Yonekawa Y, Ogata N, Imhof H G, Olivecrona M, Strommer K, Kwak T E, Roth P, Groscurth P
Department of Neurosurgery, University Hospital of Zürich, University of Zürich, Switzerland.
J Neurosurg. 1997 Oct;87(4):636-42. doi: 10.3171/jns.1997.87.4.0636.
Removal of the anterior clinoid process (ACP) facilitates radical removal of tumors or radical neck clipping of aneurysms in the supra- and parasellar regions by providing a wide operative exposure of the internal carotid artery (ICA) and the optic nerve and by reducing the need for brain retraction. Over a period of 3 years, anterior clinoidectomy was performed in 40 patients, 30 of whom harbored aneurysms (18 of the ICA and 13 of the basilar artery [one patient had two aneurysms]) and 10 of whom had tumors (four large pituitary tumors, four craniopharyngiomas, and two sphenoid ridge meningiomas). The ACP was removed extradurally in 31 cases and intradurally in nine cases. Extradural clinoidectomy was performed in all cases of pituitary adenoma and craniopharyngioma and in most cases of basilar artery aneurysm. Intradural clinoidectomy was performed in two cases of ICA-ophthalmic artery aneurysm, two cases of ICA-posterior communicating artery aneurysm, two cases of ICA cavernous aneurysm, one case of basilar artery aneurysm, and two cases of sphenoid ridge meningioma. The outcome was satisfactory in all patients, except for one patient who underwent clipping of a basilar tip aneurysm and suffered a thalamic and midbrain infarction. Three patients who underwent extradural clinoidectomy suffered a postoperative diminution of visual acuity or a visual field defect on the side of the clinoidectomy. These deficits may have been caused either by drilling of the ACP or by other operative manipulation of the optic nerve. Cerebrospinal fluid rhinorrhea, which required reoperation, occurred in one patient. The authors' experience suggests that the extradural technique of ACP removal is easier and less time consuming than the intradural one and provides better operative exposure. It can be used routinely in treating lesions in the supra- and parasellar regions.

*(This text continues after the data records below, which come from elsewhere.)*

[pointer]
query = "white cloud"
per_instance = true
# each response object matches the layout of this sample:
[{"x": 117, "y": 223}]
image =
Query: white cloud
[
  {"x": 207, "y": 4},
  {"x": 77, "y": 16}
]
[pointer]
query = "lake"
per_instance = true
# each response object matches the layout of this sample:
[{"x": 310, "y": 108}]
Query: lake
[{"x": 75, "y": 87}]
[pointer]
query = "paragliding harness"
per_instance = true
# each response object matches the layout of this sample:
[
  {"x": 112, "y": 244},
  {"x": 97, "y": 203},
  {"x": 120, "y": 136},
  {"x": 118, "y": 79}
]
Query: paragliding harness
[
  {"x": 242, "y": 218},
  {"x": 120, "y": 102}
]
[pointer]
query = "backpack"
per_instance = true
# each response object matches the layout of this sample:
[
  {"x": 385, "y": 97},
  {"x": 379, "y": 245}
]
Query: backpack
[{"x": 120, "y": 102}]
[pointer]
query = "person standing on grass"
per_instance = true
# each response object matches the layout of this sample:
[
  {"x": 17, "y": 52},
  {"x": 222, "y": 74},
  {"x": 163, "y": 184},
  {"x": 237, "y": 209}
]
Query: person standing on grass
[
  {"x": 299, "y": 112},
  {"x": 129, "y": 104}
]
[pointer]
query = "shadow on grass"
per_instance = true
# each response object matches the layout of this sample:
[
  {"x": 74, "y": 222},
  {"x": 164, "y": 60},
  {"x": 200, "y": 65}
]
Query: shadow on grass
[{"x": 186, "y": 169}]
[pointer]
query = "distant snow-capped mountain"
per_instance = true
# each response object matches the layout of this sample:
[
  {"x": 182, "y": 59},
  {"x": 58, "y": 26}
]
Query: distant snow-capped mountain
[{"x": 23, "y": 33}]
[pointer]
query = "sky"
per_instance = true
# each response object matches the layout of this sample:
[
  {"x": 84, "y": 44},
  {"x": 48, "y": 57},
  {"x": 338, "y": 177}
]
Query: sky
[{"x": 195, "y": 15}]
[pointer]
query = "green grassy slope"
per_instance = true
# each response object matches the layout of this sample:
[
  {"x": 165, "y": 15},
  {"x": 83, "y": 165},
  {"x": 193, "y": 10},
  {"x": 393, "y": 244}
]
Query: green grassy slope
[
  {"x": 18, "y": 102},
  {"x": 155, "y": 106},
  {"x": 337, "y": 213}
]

切除前床突(ACP)可通过提供颈内动脉(ICA)和视神经广泛的手术视野以及减少脑牵拉的需求,便于彻底切除鞍上和鞍旁区域的肿瘤或对动脉瘤进行根治性夹闭。在3年的时间里,对40例患者实施了前床突切除术,其中30例患有动脉瘤(18例为ICA动脉瘤,13例为基底动脉动脉瘤[1例患者有2个动脉瘤]),10例患有肿瘤(4例大型垂体瘤、4例颅咽管瘤和2例蝶骨嵴脑膜瘤)。31例患者经硬膜外切除前床突,9例经硬膜内切除。垂体腺瘤和颅咽管瘤的所有病例以及大多数基底动脉动脉瘤病例均采用硬膜外前床突切除术。2例ICA - 眼动脉动脉瘤、2例ICA - 后交通动脉动脉瘤、2例ICA海绵窦段动脉瘤、1例基底动脉动脉瘤和2例蝶骨嵴脑膜瘤病例采用硬膜内前床突切除术。除1例接受基底动脉尖动脉瘤夹闭术的患者发生丘脑和中脑梗死外,所有患者的预后均令人满意。3例接受硬膜外前床突切除术的患者术后出现前床突切除术侧视力下降或视野缺损。这些缺陷可能是由于前床突钻孔或对视神经的其他手术操作所致。1例患者发生脑脊液鼻漏,需要再次手术。作者的经验表明,硬膜外切除前床突的技术比硬膜内技术更容易、耗时更少,且能提供更好的手术视野。它可常规用于治疗鞍上和鞍旁区域的病变。